The administration has already lowered its own expectations for this year’s enrollment, but as full committee Vice Chairman Marsha Blackburn (R-TN) commented, “Before administration officials take out the champagne again to celebrate its now downgraded measure of enrollment success, it needs to once and for all be transparent with the American people about the reality of this law.”

Serious questions remain about the law’s functionality, legal standing, and the status of the exchange’s back-end. The Wall Street Journal, “some back-end parts of the system have had problems and others haven’t been built, triggering difficulties that could affect tens of thousands of people when new plans kick in next year.”

CBS News, “Some unpleasant surprises may be in store for some. That’s because a number of low-priced Obamacare plans will raise their rates in 2015, making those options less affordable. On top of that, penalties for failing to secure a health-insurance plan will rise steeply next year, which could take a big bite out of some families’ pocketbooks.”

National Journal explains, “If people who already have coverage through Obamacare don’t go back through the system and compare their options again, their costs could rise substantially.”

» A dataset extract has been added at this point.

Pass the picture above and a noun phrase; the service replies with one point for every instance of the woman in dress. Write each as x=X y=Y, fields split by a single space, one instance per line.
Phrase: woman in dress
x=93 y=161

The concerns do not stop with the federal exchange. The New York Times reports, “many of the states that created their own insurance exchanges under the Affordable Care Act are rushing to complete improvements before Saturday, when a new open enrollment period begins.” Maryland’s new website is not even going to go live today. Instead, “Maryland, in an abundance of caution, is rolling out its new system gradually instead of opening it to everyone Saturday. The exchange will hold a single enrollment fair that day where people can sign up with the help of trained counselors, but they will not be able to do so at home. On Sunday, people can start signing up by phone, and next Wednesday by themselves online.” But, “Dr. Peter Beilenson, the chief executive of Evergreen Health Co-op, one of four insurers offering coverage through the Maryland exchange,” told the Times, “There’s a lot of cynicism and distrust, and a huge lack of knowledge.”

Then, of course, there is the question of security. The Washington Post reports, “In another behind-the-scenes effort, testing continues to try to ensure that the computer system is safe from hackers. The Government Accountability Office recently joined congressional Republicans who oppose the health-care law in warning that the system does not have strong enough privacy protections.”

Looks like the lack of transparency hasn’t been the political advantage the law’s proponents may have hoped. As Ron Fournier writes in National Journal, “Obamacare was built and sold on a foundation of lies. No way around it.”